Grameen Phone began operating in 1997, by 2000 was profitable and by 2006 had passed 6 million subscribers and held 60 percent of market share. It is now one of Bangladesh’s biggest private companies. Meanwhile, by 2006, GrameenTelecom had created more than 250,000 jobs for microentrepreneurs that it calls “Village Phone Ladies," poor rural women who generate income from a mobile phone, such as through providing a village phone service.

Waste Not, Want Not

In Dhaka, the capital of Bangladesh, the city council was spending a quarter of its budget on waste removal but able to deal with less than half the rubbish. Odorous trash piled up in the streets and landfill sites, creating serious social threats including disease. Meanwhile, Bangladesh had a seemingly unrelated problem with overuse of chemical fertilizers. Two entrepreneurs, Maqsood Sinha and Iftekhars Enayetullah, saw a link. In 1994, they launched Waste Concern, based on turning waste into compost to replace chemical fertilizers. They soon saturated the home garden market and eventually persuaded the largest fertilizer company, Map Agro, to sign a "trial contract" that guaranteed sales of 200 tonnes of compost. Demand quickly pushed this figure up to 50,000 tonnes.

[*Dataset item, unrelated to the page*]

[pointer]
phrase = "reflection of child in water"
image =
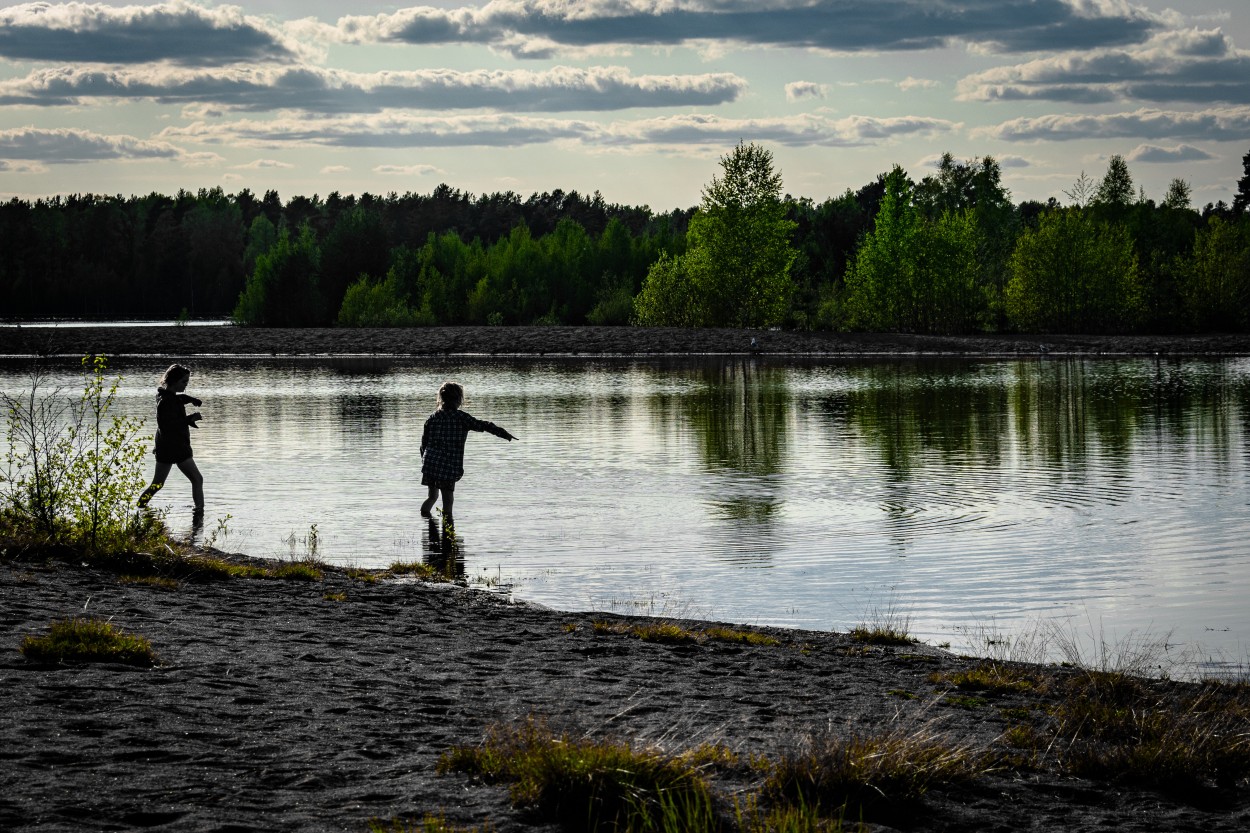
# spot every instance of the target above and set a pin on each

The new value chain created jobs for the poorest in the community and lowered their exposure to health threats. And since Waste Concern helped the government deal with a serious problem, in return, the government donated the land needed for the compost plants. The profits generated for Map Agro were so impressive that three other fertilizer companies went on to compete with Map Agro for a partnership with Waste Concern.

Recommendations

Based on their study, Seelos and Mair offer some advice for companies to increase their chances of successful entry in an under-developed market:

  • Scan prospective countries or regions for organizations with business models able to serve the poor.
  • Understand the strategic objectives, culture, and organizational structures of these organ-izations.
  • Build relationships with a number of organ-izations as early as possible. Adequate BOP partners may be scarce. Identifying them early may reap first-mover advantages.
  • Identify important bottlenecks in the model of local partners that prevent them from achieving strategic goals; build your business models around providing the missing element.
  • Design your business model by thinking about replicating your existing competencies to support building markets in foreign countries, or redeploying competencies by existing country organizations to build new product markets.
  • Ensure that the business model supports an increase in the real income of people.
  • Monitor the dynamics of the environment and/or the development of your partner's overall model and strategic objectives.